Quantifying Fish School Fragmentation under Predation Using Stochastic Differential Equations

Junyi Qi, Thorkil Casse, Masayoshi Harada, Linh Thi Hoai Nguyen, Ton Viet Ta

incompletemedium confidence
Category
Not specified
Journal tier
Specialist/Solid
Processed
Sep 28, 2025, 12:57 AM

Audit review

The paper cleanly defines the graph-based metrics (r* = 1.2, first split time, final component count) and the two predator strategies (nearest vs center), and reports simulation trends: increasing α delays splitting and reduces the final component count; overly large β leads to complete disintegration (C_final = N); center attack fragments more than nearest attack at relatively high α; and a sharp prey-noise threshold appears near σ_i ≈ 0.4. These statements are documented in the text and figures, but are empirical rather than proved (e.g., r* and the β-claim are justified narratively rather than analytically) . The candidate solution offers partial analysis: a plausible virial/second-moment route to α-monotonicity (under explicit structural assumptions) and a mechanism for why center attack can be more disruptive at high α, plus a back-of-the-envelope rationale for a noise threshold around 0.4. However, its blanket refutation of the paper’s large-β fragmentation phenomenon leans on classical Cucker–Smale flocking without carefully incorporating the paper’s predator forcing and fast-decaying communication weights, which can invalidate unconditional flocking. Net: the paper’s claims are supported numerically but under-justified theoretically; the model adds helpful structure but leaves important steps open and overreaches on the β point.

Referee report (LaTeX)

\textbf{Recommendation:} major revisions

\textbf{Journal Tier:} specialist/solid

\textbf{Justification:}

The study is well-motivated and clearly written, with an SDE model and graph metrics that make the fragmentation question concrete.

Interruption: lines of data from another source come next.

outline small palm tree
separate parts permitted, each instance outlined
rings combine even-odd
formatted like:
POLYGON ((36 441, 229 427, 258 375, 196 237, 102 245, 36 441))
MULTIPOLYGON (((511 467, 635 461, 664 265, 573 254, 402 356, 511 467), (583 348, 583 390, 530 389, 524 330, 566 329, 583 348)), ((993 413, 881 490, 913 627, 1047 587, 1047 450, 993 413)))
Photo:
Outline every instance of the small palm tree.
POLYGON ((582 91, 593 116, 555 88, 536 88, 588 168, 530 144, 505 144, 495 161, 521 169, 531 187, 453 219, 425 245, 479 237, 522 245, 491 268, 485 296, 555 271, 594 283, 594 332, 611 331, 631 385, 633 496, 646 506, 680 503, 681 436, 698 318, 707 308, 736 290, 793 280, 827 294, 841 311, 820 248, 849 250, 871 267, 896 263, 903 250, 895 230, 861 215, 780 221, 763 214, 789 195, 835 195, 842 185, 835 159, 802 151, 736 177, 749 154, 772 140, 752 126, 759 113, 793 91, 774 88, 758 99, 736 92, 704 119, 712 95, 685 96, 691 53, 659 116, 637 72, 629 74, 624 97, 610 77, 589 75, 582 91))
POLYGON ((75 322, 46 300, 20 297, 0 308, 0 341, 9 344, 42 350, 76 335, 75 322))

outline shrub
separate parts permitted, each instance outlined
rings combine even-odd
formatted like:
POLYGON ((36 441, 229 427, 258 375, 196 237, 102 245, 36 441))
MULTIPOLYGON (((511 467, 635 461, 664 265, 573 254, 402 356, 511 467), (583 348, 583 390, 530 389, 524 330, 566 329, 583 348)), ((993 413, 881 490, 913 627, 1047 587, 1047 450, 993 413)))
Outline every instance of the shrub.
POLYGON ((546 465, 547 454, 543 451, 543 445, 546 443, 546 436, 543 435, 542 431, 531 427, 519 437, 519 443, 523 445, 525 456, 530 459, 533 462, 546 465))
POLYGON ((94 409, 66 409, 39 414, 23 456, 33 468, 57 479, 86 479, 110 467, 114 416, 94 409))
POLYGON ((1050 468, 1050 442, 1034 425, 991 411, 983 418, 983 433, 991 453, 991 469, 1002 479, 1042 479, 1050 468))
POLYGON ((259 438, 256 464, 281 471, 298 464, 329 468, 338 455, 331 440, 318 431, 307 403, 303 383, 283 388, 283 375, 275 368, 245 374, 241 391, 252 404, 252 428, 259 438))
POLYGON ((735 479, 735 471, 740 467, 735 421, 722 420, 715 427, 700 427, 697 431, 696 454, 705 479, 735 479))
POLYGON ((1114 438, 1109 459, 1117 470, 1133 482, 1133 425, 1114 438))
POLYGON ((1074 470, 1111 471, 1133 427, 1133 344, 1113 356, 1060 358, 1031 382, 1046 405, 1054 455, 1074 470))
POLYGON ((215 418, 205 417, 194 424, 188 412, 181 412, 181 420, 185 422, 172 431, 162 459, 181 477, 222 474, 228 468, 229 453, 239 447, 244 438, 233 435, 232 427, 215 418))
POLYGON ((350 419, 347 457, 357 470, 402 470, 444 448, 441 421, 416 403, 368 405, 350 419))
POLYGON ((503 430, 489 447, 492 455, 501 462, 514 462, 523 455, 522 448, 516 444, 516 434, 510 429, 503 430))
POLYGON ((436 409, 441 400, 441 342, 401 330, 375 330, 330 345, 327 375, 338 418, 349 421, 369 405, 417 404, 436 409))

The simulation evidence is informative, but several key claims (particularly the large-β disintegration) are asserted broadly without analytical conditions or robust statistical support. Adding principled uncertainty quantification, sensitivity to modeling choices (e.g., r*), and a concise mechanistic analysis (especially for center attack) would materially improve correctness and impact.